Mon collègue reconnaît que les objets de l'al. 11b) — protéger le droit à la sécurité de la personne, le droit à la liberté et le droit à un procès équitable — s'appliquent à première vue aux délais d'appel écoulés après l'arrêt des procédures et après le verdict. Il affirme toutefois que le scénario compliqué qu'il propose est rendu nécessaire par le texte et le contexte de l'al. 11b), par la jurisprudence antérieure de notre Cour et par le fait que l'inscription d'un arrêt des procédures ou d'un verdict change radicalement les droits en jeu. À mon avis, aucune de ces considérations ne résiste à un examen approfondi. Tant qu'un règlement définitif de l'affaire ne vient pas soustraire l'inculpé à la possibilité d'autres procès et procédures, l'al. 11b) et les principes qui ont été énoncés sous son régime sont applicables. Il est certain que les facteurs examinés en vertu de l'al. 11b) peuvent avoir un poids différent selon les circonstances en présence et qu'il y a peut‑être lieu de tenir compte d'éléments différents lorsqu'il s'agit de procédures d'appel. De plus, la réparation peut varier, selon le stade auquel en est rendu le processus criminel. Mais j'estime que ces facteurs peuvent et devraient être tous appréciés en fonction du critère unique imposé par l'al. 11b) de la Charte.

Le texte et le contexte

Je m'arrête d'abord au texte et au contexte de l'al. 11b). Mon collègue affirme que les mots «inculpé» et «être jugé» donnent à penser que l'al. 11b) s'applique seulement au délai écoulé pendant le procès. En toute déférence, je ne suis pas de cet avis. Le terme «inculpé» devrait, selon moi, être interprété comme s'entendant d'une personne sous l'emprise du processus criminel. Cette personne demeure inculpée aux fins de l'al. 11b) jusqu'à ce qu'une décision finale sur les accusations portées contre elle vienne la soustraire définitivement au péril du processus criminel. Cette position est conforme aux observations formulées par le juge Lamer, maintenant Juge en chef, dans l'arrêt R. c. Rahey, [1987] 1 R.C.S. 588, aux pp. 610 et 611:

. . . l'al. 11b) protège contre un assujettissement trop long à une accusation criminelle pendante et vise à soulager de la tension et de l'angoisse qui persistent jusqu'à ce que l'affaire soit finalement tranchée. . . Le calcul du délai ne cesse pas au moment de l'ouverture du procès, mais se poursuit plutôt jusqu'à la toute fin de l'histoire, et le tout doit se dérouler dans un délai raisonnable.

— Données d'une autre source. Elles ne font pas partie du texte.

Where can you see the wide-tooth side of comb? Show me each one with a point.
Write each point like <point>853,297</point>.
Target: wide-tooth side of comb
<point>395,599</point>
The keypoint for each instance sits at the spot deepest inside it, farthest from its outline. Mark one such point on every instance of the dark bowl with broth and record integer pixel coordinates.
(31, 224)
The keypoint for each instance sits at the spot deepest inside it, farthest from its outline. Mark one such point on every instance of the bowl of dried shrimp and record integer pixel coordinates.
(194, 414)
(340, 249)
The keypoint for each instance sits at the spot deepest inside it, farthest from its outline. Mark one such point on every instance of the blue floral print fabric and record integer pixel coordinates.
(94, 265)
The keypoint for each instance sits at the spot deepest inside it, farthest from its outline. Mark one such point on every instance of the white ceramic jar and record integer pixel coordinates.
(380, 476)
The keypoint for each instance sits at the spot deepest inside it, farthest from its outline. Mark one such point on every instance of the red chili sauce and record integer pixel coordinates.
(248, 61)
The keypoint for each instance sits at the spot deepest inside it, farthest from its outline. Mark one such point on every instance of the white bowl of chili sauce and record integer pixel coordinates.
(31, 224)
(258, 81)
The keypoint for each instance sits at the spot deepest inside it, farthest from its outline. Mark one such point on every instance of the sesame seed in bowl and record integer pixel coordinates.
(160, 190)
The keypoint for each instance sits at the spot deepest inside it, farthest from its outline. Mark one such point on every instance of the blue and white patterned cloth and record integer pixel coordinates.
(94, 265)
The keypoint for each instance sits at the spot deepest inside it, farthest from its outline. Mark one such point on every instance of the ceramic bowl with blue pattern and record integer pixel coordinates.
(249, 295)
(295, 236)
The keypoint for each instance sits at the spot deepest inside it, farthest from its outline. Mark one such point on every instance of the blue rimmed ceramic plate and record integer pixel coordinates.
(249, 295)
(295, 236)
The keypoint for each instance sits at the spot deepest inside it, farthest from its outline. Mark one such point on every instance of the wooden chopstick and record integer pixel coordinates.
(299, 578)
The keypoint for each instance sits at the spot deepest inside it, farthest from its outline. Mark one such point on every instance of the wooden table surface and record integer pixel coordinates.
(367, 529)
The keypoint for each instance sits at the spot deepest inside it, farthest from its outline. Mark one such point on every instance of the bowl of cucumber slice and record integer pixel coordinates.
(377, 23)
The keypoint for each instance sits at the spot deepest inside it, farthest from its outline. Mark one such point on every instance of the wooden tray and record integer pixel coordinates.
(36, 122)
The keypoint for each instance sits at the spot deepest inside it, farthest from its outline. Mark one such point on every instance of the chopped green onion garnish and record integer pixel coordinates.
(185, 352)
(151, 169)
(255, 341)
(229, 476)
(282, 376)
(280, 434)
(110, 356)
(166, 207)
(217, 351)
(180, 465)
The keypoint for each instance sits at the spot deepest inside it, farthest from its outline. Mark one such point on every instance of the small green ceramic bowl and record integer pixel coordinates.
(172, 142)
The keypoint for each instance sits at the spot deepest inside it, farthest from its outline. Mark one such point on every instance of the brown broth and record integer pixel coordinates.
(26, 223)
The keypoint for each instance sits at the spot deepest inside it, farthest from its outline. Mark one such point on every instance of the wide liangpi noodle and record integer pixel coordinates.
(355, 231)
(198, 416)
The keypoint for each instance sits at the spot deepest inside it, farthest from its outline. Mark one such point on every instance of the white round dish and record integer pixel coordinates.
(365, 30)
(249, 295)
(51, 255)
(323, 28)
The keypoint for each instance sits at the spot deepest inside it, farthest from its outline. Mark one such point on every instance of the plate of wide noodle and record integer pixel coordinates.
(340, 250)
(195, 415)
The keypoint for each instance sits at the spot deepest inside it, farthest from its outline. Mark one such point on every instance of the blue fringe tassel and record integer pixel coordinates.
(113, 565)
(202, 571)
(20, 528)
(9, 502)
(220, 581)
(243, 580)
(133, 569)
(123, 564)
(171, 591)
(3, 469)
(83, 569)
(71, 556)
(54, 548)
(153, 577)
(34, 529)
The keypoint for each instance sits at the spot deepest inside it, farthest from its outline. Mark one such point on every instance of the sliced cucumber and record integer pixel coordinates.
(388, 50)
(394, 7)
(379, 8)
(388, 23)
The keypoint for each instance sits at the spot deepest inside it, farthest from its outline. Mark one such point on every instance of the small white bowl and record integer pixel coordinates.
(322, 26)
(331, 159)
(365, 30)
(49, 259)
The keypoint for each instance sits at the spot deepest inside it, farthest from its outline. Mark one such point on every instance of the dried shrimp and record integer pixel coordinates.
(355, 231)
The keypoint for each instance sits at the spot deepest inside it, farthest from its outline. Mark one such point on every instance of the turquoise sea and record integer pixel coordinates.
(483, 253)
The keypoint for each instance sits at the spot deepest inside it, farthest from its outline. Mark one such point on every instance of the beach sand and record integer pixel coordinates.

L'interprétation plus stricte du mot «accusation» que préconise mon collègue le juge Sopinka produit un phénomène de croissance et de décroissance des accusations. Il affirme qu'un arrêt des procédures ou un verdict met fin à l'accusation. Mais il est ensuite obligé de dire qu'une ordonnance subséquente de procès ou de nouveau procès «rétablit» l'accusation qui était vraisemblablement latente, même si elle était censée avoir disparu. Au moment où le verdict est prononcé à l'issue du procès, l'accusation décroît de nouveau pour être rétablie une fois de plus si une cour d'appel ordonne la tenue d'un autre procès. L'accusé est assujetti à un seul processus criminel au cours duquel sa liberté est compromise. Et pourtant, sur le plan du droit, il ne serait inculpé que durant une partie du temps, selon le stade du processus où il en est.

La façon dont mon collègue propose d'interpréter l'expression «être jugé» est également problématique. Il affirme que le droit d'être jugé dans un délai raisonnable que garantit l'al. 11b) prend fin à l'inscription d'un arrêt des procédures. Pourtant, cela peut se produire avant même que la personne ait subi son procès. Si l'arrêt des procédures est annulé en appel et que l'accusé se voit ordonner de subir son procès, il n'a pas le droit, en cas de délai exagéré imputable au ministère public au stade de l'appel, de se plaindre que son droit d'être jugé dans un délai raisonnable a été violé, même s'il n'a jamais subi son procès. La situation où un nouveau procès a été ordonné après un acquittement est elle aussi problématique. Le premier procès est déclaré invalide. En effet, l'accusé n'a pas subi de procès régulier. Un nouveau procès est ordonné. En dépit du fait que l'accusé n'a pas joui du droit que la Charte lui confère expressément, c.-à-d. le droit d'être jugé régulièrement dans un délai raisonnable, il lui serait interdit, selon l'interprétation de mon collègue, de prétendre que l'al. 11b) a été violé en raison d'un délai d'appel déraisonnable et il en serait réduit au recours beaucoup plus limité à la théorie de l'abus de procédure visée à l'art. 7. Cela ne saurait être, à mon avis, l'intention des rédacteurs de la Charte.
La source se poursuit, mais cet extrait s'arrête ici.